Thomas, who has her master's of fine art from the University of Washington in Seattle, is the advertising manager for the Elliott Bay work Company in Seattle. Her interest in art began at an early age, when she would make nears for her family, which "seem to make them happy," she says. Today, she still views art as a gift: "You don't know where the vision advances from, so you might wake up single day and not have it anymore."

gaze for her work at the Olympic guild Gallery in Bremerton, Wash., in an exhibition that uncloses January 10, 1997. She is showed by Francine Seders Gallery in Seattle.

CAROLYN MAZLOOMI

"Quilts gripe [i]or[/i] grip for me many purposes - they should appeal upon a visual level by day and upon a tactile level by night and upon a sensual level at all times," says self-taught quiltmaker Carolyn Mazloomi, the planter of the Women of Color Quilters Network in Cincinnati. An engineer by means of training, she sold her first quilt 12 years ago, and her art now supports her: "It's the combustible matter that keeps me going and has for the past several years."

Mazloomi perceive s that if her quilts awaken consciousness, then that's a deal well done, especially because she believes that of all folk art, the quilt is the greatest in quantity sought-after but the most misunderstood. She always uses her quilts to explore black themes, of the like kind as her African heritage and the black family.

"African Mask #7" is part of a series of masks that Mazloomi saw in her travels to Africa. The batik in the center is encircleed by applique and patchwork. In her view. fabrics have a spirit all their be in possession of and ultimately, her quilts mirror her heritage.
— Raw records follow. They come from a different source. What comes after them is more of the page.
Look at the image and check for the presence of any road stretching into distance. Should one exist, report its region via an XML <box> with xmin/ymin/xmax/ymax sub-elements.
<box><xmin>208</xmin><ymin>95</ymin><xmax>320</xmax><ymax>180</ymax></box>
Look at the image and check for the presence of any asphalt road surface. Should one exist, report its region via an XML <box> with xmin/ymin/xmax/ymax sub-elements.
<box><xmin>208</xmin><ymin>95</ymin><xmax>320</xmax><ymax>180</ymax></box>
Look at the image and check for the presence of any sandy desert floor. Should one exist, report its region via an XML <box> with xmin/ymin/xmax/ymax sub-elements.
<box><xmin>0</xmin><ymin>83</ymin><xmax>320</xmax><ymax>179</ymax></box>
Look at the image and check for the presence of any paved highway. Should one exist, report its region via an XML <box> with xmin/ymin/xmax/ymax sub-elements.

Linocut artist Bill Harris awakened the theme of family in her: "I was in the way that taken with his work, his powerful pieces in black and white that deal with family issues. They just scream on the outside `Do me in fabric!'

"Every other piece that I do is about the stature, the power of women We have for a like reason many roles and are in like manner underappreciated."

Mazloomi will have a solo exhibition at the Elijah Pierce Gallery in Columbus, Ohio, November 9 to December 21

KIRA LYNN HARRIS

"I have affection for being a black woman!" proclaims Kira Lynn Harris, who have feelings that artists of color have a rich variety of experiences not always acknowledged through the mainstream art world. Her father is African American and undocumented American Indian; her mother was Irish American and documented Osage Indian. Harris works from one side her mixed identity in her art.

Further complicating (or perhaps enhancing) her mission is the fact that her father forbade her and her four siblings to talk about the southerly when they were children. He had mov from Louisiana to looks Angeles before they were born, and he not at any time discussed his past; nor did he allow his family to visit the family members he had left behind.